One farmer I saw arrive with his grandson punched the air when he was told of the alcohol level of his grapes. I calculated that the 18 boxes he unloaded would be worth about €160 – for an annual harvest!
Climate change is having an impact as in other parts of the world. 2016 is a drought year with many wineries reporting a substantial reduction in yield (by as much as 20%). Last year substantial rains just prior to harvest spoiled wine in some regions. Incidentally, many of these wines tasted six months since the annual trade tasting were showing much better after more time in the bottle.
Experimenting with the wine and perceptions of Albariño
When conditions are perfect, as they were in 2011 and yields are up substantially, wineries are experimenting more with ageing in the barrel and in the bottle.
Opinion is divided on the use of oak. Some winemakers point to the traditional vinification vessels and argue that the region has always used oak, while others argue that the clarity and vivacity of the wine is not improved with the extra texture and flavours that oak brings. Almost all the wineries I visited had at least one experimental foudres on the go, if they weren’t already in reasonably large scale production of oak-aged wine as a new line.
The ageing that clearly was working very well was when the wine had spent both time on the lees and time in the bottle.
One quick takeaway of the trip was that Albariño ages very well indeed.
In the case of Pazo Senorans, their aged Albariño is the regular vintage just kept back in the bottle and then labelled some three years later. Their wines were akin to aged GG dry German Riesling – keeping their precise linearity but adding layers of aged fruit and complexity.
Also a revelation was Albariño that had spent three years on the lees and then three years in the bottle. My favourite exponent of this was Adega Eidos and their Contraaparede wine that had much greater volume through the lees contact and had now become a luscious, voluptuous wine that was comparable to a 20 year-old Savenierres, or other aged chenin blanc.

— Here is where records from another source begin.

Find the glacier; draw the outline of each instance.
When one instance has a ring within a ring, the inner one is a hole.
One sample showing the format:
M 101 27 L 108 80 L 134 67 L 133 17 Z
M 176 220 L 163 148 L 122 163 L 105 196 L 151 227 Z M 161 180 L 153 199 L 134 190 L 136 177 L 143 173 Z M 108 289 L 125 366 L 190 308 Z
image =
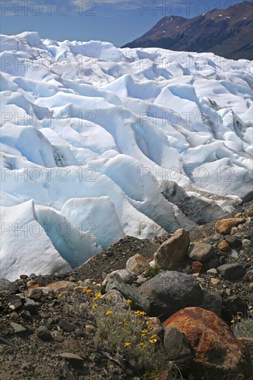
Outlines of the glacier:
M 252 66 L 1 35 L 1 276 L 62 273 L 252 199 Z

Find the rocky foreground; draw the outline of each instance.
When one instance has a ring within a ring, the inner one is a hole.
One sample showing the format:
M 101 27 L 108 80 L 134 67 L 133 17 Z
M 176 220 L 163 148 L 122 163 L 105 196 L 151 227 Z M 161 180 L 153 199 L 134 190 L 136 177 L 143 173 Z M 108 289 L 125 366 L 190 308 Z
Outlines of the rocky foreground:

Although some wineries were doing a sparkling, I cannot see this making much of a dent in Cava’s domination of the category in the domestic market. Mar de Frades’ sparkling stood out well in a range tasting and is a great aperitif served with flash-fried pardon peppers, prawns and salted almonds.
Other changes in the region are focusing on changing the perception of Albariño and not just the wine itself.
Developments here include new ways of marketing the wine, introducing new lines that appeal to both an export market and to a particular target demographic – Vionta’s You&Me, for example, is clearly aimed at a younger market, women and, with an English name, the top two export markets – the US and UK.
More niche but perhaps more interesting is the move into making wine out of grapes other than Albariño.
Adegas Valmiñor is a winery that has just added Castanal to its range of varietals.
Not heard of it? Not surprised.
This is a wine made from an almost extinct grape that was discovered by talking to some local farmers. Castanal-100 is the world’s first 100% varietal expression of this grape and fascinating drinking it was – very taut and angular and suited very much to drinkers who like unusual, challenging wines. The wine joins the winery’s extensive range that includes a Godello and 100% Loureiro, called L-100.
Having tried over Albariños of all shapes and sizes, the trip drilled home that even in the least impressive hands the wine offers serious bang for your buck. In the entire trip I didn’t taste one wine that I thought was less than drinkable which really is high praise indeed.
Now, all the the Rias Baixas marketing bods in the DO have to do is find a way that they can get people in international markets to recognise Rias Baixas as easily as they recognise the name Albariño… and maybe even how they pronounce it!
Then they will be doing a very good job indeed.